Orihime lo miro asombrada y para su sorpresa…Su corazón dio un vuelto. Oía como latía a gran velocidad y como sus mejillas se teñían un rojo carmesí, una parte de ella deseaba que cumpliese su promesa, lanzarse a abrazarlo y… ¿besarlo? Sacudió su cabeza, ¿En que estaba pensando? No podía sentir aquello por un humano.
-A-…Arigatou…Ichigo-kun-Sonriendo.
No se dieron cuenta que Shinji y Tsubaki miraban la escena con mala cara…Las cosas no estaban bien para Orihime ya que el chico se estaba acercando demasiado a ella y eso era peligroso porque ella podría…morir.
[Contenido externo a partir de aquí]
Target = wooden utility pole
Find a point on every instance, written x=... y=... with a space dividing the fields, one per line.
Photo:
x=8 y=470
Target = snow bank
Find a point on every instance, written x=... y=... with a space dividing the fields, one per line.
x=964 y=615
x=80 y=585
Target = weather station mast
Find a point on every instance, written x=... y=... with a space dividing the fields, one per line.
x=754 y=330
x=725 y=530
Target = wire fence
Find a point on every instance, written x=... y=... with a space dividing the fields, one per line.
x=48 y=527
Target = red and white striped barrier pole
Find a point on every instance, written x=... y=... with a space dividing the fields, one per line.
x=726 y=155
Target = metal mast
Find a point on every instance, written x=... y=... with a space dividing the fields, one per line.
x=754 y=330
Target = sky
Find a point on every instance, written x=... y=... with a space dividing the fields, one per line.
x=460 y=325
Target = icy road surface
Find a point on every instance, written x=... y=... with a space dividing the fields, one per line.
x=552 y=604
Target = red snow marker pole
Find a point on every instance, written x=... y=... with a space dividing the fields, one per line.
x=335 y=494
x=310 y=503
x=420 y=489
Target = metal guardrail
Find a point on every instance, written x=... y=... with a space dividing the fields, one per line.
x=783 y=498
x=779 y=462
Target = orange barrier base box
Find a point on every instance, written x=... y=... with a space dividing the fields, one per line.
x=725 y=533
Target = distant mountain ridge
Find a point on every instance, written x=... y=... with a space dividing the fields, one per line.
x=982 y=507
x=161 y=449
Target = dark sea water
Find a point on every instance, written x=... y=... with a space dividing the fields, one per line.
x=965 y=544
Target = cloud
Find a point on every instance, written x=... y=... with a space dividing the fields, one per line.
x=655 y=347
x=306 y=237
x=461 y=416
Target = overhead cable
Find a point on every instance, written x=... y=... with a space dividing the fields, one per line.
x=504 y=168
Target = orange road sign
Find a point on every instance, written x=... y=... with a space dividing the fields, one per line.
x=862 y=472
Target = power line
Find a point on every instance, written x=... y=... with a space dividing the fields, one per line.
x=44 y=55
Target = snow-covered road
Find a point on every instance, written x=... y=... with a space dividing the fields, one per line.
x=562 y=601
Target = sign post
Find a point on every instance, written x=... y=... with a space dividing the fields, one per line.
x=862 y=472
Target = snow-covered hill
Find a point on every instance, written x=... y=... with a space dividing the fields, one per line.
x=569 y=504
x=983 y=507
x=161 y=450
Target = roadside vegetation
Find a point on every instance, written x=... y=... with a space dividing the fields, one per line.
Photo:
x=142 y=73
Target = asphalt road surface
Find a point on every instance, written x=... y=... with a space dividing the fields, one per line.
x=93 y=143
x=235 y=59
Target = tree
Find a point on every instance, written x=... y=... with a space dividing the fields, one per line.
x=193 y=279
Rukia terminaba de limpiar su departamento como todos los domingos. Lanzo un suspiro de alivio al ver todo limpio y dejo que todo su peso cayese sobre un sofá negro para luego sonreír ampliamente por el buen trabajo.
-Que tan bajo ha caído la princesa de la dinastía Kuchiki…Que ahora tiene que hacer los deberes de los empleados.
-Cierra la boca-Dando la media vuelta para ver a un peculiar león en miniatura, con orejas puntiagudas, cuernos y de color negro.
-Pero si es cierto, no estaríamos pasando por esto si no se te apareciese esas cursilerías por la cabeza… ¿Tanto te afecto aquel ángel que mataste?
-Ya cállate Kon-Golpeándolo con una pantufla-Además, ni siquiera esta muerto.
-Aún…No es tarde para arrepentirse, pídele perdón a Aizen.
-Yo…no lo se…
-¿No me digas que le tomaste cariño a esos humanos y a esa ángel?
-No es eso…-Pensando en los mencionados-No es eso…De seguro Ulquiorra-sama ya le dijo lo que hice y que me junto con ellos, así que dudo que me perdonen.
-Es verdad…eso te pasa por ser tonta-Su comentario hizo que recibiese un golpe por parte de la pequeña.